But the report is strongest in relation to the long-term consequences of youth unemployment: especially in relation to the 'scarring' effect on the future life course of those experiencing unemployment in their youth (see Section 3.3 starting on page 41). The report observes that:
Recent research by Giuliano and Spilimbergo builds on the premise that young adulthood is a particularly impressionable age for the formulation of beliefs about how society and the economy function. Their study concludes that a person exposed to a recession between the ages of 18-25 years is more likely to believe that life success is due more to chance than to hard work, to support measures of government redistribution but to have little confidence in public institutions at the same time... The unskilled youth are most at risk of detaching themselves from the labour force to remain dependent on the State for the remainder of their lifetime.The ILO report does provide a thorough analysis of the cause of youth unemployment and policy prescriptions to mitigate the problem.

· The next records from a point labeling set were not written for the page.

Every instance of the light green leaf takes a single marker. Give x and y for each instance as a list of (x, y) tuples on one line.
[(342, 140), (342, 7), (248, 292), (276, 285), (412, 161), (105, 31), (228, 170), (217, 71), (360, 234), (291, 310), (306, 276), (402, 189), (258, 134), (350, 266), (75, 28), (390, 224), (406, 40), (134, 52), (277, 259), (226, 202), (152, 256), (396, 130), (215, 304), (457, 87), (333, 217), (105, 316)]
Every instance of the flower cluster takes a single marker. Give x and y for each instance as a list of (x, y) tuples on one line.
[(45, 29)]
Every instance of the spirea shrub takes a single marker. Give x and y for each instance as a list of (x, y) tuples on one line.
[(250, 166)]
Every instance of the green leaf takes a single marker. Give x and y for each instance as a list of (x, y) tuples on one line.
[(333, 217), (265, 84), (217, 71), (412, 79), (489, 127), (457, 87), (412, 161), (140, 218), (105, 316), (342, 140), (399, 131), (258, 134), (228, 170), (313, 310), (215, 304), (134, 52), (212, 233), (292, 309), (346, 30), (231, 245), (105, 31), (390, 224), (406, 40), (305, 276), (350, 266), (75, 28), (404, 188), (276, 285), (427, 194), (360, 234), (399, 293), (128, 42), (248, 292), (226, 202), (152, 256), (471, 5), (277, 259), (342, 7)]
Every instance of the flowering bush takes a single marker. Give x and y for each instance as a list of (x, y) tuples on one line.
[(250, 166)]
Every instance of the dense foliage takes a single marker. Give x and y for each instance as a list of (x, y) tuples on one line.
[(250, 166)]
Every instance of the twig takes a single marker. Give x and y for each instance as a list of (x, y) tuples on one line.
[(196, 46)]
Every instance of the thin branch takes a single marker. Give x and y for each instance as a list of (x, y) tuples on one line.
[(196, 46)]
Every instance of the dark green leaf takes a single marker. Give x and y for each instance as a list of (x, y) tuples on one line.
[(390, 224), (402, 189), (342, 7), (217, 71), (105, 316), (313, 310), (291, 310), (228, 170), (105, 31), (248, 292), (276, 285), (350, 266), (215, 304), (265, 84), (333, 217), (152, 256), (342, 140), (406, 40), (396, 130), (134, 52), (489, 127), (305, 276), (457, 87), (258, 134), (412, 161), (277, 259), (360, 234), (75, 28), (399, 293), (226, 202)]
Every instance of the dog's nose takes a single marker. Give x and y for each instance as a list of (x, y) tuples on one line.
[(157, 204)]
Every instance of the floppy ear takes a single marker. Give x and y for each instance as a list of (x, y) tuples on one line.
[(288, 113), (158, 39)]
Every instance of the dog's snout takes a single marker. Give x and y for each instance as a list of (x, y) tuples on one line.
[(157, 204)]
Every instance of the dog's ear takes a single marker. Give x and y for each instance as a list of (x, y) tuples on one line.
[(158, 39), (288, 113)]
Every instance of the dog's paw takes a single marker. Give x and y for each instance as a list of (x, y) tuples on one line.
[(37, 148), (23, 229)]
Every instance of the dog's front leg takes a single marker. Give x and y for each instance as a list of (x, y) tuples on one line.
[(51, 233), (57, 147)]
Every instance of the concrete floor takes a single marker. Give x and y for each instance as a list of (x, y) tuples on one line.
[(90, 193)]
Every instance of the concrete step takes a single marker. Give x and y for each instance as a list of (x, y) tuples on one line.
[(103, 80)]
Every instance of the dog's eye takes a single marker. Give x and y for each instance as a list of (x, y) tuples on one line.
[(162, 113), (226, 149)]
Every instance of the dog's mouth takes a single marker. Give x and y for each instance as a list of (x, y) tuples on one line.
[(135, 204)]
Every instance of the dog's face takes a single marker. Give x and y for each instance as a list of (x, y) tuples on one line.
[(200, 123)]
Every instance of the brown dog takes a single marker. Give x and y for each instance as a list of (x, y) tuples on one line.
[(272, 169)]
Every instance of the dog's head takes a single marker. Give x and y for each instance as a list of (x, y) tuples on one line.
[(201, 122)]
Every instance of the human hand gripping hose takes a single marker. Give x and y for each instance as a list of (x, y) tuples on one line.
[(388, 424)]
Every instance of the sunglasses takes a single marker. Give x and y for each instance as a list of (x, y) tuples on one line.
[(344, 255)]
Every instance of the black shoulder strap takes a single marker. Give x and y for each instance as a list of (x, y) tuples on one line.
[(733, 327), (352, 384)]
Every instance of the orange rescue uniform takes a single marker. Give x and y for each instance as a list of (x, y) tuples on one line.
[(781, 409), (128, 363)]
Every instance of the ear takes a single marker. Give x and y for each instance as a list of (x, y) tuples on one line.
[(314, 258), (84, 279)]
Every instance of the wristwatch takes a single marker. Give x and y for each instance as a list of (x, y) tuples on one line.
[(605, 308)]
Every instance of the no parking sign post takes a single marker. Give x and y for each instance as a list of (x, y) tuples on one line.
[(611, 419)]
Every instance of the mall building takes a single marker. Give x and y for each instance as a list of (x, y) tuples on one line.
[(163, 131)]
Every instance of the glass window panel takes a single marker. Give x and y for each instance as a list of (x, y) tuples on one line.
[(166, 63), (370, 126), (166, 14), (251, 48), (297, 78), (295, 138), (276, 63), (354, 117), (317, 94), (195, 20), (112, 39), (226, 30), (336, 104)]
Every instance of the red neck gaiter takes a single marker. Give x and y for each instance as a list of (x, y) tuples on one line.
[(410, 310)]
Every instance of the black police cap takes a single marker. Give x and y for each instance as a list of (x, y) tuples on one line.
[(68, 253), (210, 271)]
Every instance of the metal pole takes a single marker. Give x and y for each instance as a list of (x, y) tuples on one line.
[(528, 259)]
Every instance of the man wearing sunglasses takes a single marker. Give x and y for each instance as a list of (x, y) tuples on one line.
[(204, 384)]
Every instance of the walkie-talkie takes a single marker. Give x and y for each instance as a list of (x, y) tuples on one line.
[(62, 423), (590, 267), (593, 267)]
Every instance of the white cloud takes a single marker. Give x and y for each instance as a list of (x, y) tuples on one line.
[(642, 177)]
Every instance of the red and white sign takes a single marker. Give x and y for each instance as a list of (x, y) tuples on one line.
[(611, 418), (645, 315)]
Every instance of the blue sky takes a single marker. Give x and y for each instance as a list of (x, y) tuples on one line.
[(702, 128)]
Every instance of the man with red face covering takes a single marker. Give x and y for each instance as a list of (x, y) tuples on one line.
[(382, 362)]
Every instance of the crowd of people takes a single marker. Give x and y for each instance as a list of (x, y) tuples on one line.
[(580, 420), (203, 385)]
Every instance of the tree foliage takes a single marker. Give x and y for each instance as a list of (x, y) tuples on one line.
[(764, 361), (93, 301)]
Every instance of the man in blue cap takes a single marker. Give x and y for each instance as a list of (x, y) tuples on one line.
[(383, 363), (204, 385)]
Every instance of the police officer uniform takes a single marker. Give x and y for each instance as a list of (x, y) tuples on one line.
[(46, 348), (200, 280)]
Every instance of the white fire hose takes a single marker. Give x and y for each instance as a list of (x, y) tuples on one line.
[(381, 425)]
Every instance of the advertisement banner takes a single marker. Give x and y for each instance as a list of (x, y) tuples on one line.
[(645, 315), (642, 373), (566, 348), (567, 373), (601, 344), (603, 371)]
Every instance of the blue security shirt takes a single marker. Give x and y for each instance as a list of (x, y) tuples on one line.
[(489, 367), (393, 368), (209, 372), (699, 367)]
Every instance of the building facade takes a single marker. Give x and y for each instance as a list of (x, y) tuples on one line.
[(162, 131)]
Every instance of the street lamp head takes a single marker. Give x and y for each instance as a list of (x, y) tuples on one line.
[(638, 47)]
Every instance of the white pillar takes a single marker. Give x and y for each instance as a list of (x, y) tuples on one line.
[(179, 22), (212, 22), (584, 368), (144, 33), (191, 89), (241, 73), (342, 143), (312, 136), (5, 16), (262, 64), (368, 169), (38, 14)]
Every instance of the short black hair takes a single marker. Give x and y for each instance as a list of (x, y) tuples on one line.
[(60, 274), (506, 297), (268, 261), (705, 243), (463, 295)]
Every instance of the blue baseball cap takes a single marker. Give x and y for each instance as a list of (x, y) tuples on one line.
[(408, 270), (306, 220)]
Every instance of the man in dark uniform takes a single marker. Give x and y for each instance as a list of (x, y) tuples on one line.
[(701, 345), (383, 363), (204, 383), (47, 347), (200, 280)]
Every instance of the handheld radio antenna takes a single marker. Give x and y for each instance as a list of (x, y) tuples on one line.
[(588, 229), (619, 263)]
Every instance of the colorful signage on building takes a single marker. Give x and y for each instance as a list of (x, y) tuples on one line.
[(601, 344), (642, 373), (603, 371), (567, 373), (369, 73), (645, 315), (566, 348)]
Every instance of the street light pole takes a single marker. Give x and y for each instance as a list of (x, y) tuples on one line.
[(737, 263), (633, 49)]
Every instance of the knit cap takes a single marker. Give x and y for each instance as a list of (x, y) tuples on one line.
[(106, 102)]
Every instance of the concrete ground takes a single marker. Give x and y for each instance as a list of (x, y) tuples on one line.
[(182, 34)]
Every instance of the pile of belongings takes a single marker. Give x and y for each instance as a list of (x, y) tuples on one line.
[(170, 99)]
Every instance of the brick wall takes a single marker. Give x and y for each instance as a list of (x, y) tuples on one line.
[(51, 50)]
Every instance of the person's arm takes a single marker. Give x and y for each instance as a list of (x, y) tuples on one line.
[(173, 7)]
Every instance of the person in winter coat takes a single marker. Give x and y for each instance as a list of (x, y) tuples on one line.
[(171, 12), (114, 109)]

They even have a handy diagram summarising all the barriers to youth employment:
But here again ideological blinkers prevent the authors from addressing some fairly fundamental features of the real economic landscape: there is no mention of the 'cost of labour', i.e.: wage rates. The minimum wage, for example, gets mentioned just three times in the entire report (and then only in appendices), despite its crucial role in exacerbating unemployment among unskilled workers - especially youth - in those countries with minimum wages and rising unemployment. It's not the only cause or even the main cause of youth unemployment - but it is a factor. When capital is in short supply and labour is in abundant supply (as it is in Ireland right now) then the normal workings of the labour market should see the substitution of labour for capital. But the minimum wage artificially boosts the price of labour, thereby reducing demand. And to those who would argue that the minimum wage plays a key part in boosting aggregate demand, I have to ask: why not insist on a minimum wage of €100 an hour? Sure we'd have a consumer-spending-led economic boom in no time...
Nevertheless, the ILO is right to point out the seriousness of the global youth unemployment problem. In ten and even twenty years time, the scars left by the current economic crisis will not be seen in our GDP figures and balance sheets, rather they will be seen in our failing housing estates and prisons as a generation of young people are condemned by bad choices, bad luck and bad policies to a lifetime of failure. We can't do anything about the bad luck (graduating in the middle of a severe global downturn, for instance), but we can do something about facilitating better choices and changing - or getting rid of - bad policies.
The benefits of doing so to our society and to our country will be vastly greater than anything we will allegedly gain from the continuing bail out of Anglo Irish Bank etc.